College of Pharmacy, Al Ain University, Abu Dhabi 112612, UAE.
Core Technology Platforms, New York University Abu Dhabi, Abu Dhabi 129188, UAE.
Int J Mol Sci. 2020 Aug 25;21(17):6127. doi: 10.3390/ijms21176127.
The endoplasmic reticulum (ER) is an important organelle involved in protein quality control and cellular homeostasis. The accumulation of unfolded proteins leads to an ER stress, followed by an adaptive response via the activation of the unfolded protein response (UPR), PKR-like ER kinase (PERK), inositol-requiring transmembrane kinase/endoribonuclease 1α (IRE1α) and activating transcription factor 6 (ATF6) pathways. However, prolonged cell stress activates apoptosis signaling leading to cell death. Neuronal cells are particularly sensitive to protein misfolding, consequently ER and UPR dysfunctions were found to be involved in many neurodegenerative diseases including Alzheimer's disease, Parkinson's disease, amyotrophic lateral sclerosis and prions diseases, among others characterized by the accumulation and aggregation of misfolded proteins. Pharmacological UPR modulation in affected tissues may contribute to the treatment and prevention of neurodegeneration. The association between ER stress, UPR and neuropathology is well established. In this review, we provide up-to-date evidence of UPR activation in neurodegenerative disorders followed by therapeutic strategies targeting the UPR and ameliorating the toxic effects of protein unfolding and aggregation.

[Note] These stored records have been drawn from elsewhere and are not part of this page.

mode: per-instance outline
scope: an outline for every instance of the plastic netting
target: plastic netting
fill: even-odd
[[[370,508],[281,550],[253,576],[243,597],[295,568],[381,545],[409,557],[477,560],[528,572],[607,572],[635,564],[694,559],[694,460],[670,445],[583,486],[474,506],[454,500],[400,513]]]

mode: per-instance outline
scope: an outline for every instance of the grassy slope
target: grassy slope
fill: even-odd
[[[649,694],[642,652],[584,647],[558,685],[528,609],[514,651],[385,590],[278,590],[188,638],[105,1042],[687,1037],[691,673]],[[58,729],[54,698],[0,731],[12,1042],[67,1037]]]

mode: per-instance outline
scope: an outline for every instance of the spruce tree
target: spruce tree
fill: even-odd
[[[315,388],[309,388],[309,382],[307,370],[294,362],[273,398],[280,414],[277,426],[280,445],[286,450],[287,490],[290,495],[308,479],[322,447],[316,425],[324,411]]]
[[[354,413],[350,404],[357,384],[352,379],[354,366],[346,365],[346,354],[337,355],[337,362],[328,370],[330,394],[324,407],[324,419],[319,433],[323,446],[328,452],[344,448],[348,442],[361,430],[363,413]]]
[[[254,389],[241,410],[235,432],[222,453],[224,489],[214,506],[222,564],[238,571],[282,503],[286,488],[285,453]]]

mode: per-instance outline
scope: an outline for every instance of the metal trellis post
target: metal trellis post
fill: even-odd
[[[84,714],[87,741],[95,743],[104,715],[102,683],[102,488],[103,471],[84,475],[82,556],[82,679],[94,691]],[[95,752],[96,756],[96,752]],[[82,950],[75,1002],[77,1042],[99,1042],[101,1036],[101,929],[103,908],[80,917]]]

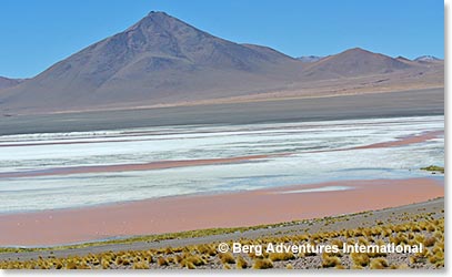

内质网(ER)是参与蛋白质质量控制和细胞内稳态的重要细胞器。未折叠蛋白的积累会导致内质网应激,随后通过激活未折叠蛋白反应(UPR)、蛋白激酶 R 样内质网激酶(PERK)、肌醇需求转位酶/内切核酸酶 1α(IRE1α)和激活转录因子 6(ATF6)途径来进行适应性反应。然而,细胞应激的持续激活会激活细胞凋亡信号,导致细胞死亡。神经元细胞对蛋白质错误折叠特别敏感,因此内质网和 UPR 功能障碍与许多神经退行性疾病有关,包括阿尔茨海默病、帕金森病、肌萎缩侧索硬化症和朊病毒病等,这些疾病的特征是错误折叠的蛋白质的积累和聚集。在受影响的组织中调节 UPR 的药理学可能有助于治疗和预防神经退行性变。内质网应激、UPR 和神经病理学之间的关联已得到充分证实。在这篇综述中,我们提供了 UPR 在神经退行性疾病中激活的最新证据,随后是针对 UPR 的治疗策略,以及减轻蛋白质错误折叠和聚集的毒性作用。